Samatar announced the government's intention to ban female genital mutilation nationwide in August 2015. She said "Time has come for us to eradicate this bad practice and protect the rights of girls and women in our country, every person has the right to physical integrity and can not be violated. Female circumcision is a cruel and degrading customary practice and is tantamount to torture. The circumcision of girls is prohibited." This change followed the local ban in the region of Puntland in 2014.

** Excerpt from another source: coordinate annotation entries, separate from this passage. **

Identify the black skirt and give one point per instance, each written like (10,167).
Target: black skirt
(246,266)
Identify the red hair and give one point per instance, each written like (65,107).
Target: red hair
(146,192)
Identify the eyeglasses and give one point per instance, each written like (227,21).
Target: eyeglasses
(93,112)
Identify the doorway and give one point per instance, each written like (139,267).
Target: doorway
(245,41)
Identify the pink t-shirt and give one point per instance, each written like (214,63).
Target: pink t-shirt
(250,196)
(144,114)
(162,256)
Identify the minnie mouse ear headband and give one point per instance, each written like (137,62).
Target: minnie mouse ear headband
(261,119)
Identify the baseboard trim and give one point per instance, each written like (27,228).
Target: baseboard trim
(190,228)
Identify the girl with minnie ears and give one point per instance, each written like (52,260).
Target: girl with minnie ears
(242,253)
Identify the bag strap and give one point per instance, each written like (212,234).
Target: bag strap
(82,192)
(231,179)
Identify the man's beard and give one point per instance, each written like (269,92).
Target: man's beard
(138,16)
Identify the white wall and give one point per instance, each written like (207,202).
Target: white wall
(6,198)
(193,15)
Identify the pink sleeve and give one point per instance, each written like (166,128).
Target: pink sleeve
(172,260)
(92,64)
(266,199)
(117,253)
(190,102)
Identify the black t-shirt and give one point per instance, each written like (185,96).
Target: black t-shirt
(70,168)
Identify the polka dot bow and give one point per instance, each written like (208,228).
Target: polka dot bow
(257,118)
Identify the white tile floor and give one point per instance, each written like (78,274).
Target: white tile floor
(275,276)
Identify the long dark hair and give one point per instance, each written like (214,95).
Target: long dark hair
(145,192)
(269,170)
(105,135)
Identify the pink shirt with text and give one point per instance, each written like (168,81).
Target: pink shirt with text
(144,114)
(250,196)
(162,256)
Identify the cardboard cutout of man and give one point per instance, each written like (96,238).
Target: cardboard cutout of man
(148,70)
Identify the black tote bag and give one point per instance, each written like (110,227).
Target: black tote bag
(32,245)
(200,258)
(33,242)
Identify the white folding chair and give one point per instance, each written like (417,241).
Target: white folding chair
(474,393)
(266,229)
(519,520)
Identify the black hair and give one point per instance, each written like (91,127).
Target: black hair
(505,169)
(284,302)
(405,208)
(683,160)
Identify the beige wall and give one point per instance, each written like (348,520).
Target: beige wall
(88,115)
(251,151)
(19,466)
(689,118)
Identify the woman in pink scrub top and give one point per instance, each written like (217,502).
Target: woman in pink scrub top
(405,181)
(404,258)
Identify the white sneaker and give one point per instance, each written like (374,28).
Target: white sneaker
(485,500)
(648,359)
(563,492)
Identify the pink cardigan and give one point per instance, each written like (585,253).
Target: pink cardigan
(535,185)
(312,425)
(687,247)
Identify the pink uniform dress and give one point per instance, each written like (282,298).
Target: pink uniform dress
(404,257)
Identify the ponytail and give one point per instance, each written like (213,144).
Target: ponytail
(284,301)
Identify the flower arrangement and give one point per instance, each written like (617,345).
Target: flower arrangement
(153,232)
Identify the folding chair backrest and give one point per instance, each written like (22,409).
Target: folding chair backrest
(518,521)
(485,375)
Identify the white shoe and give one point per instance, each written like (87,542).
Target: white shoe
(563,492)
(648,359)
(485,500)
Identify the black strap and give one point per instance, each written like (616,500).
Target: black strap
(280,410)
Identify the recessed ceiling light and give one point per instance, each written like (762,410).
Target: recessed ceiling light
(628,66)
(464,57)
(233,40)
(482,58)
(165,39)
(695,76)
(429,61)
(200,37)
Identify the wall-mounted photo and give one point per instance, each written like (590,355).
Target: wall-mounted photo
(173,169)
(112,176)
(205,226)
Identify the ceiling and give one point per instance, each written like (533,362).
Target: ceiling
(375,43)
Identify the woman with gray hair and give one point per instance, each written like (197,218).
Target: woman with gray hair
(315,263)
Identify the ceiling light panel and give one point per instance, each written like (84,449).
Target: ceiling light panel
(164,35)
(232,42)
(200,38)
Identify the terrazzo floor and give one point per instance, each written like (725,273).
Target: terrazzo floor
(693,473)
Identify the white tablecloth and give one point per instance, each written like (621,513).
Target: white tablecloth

She attended an event to celebrate Women's Day in Mogadishu in March 2015. In July, Samatar condemned the rumours surrounding a new gender law which sought to give men and women equal rights, after rumours spread that it was legalising same sex marriage in contrary to Islamic law, calling the claims "propaganda and baseless report".

==Personal life==
Samatar is a member of the Tumal clan. She is the daughter of Mohammad Ali Samatar, former Prime Minister and Vice President of Somalia, who had been involved in the military coup of Siad Barre in 1969.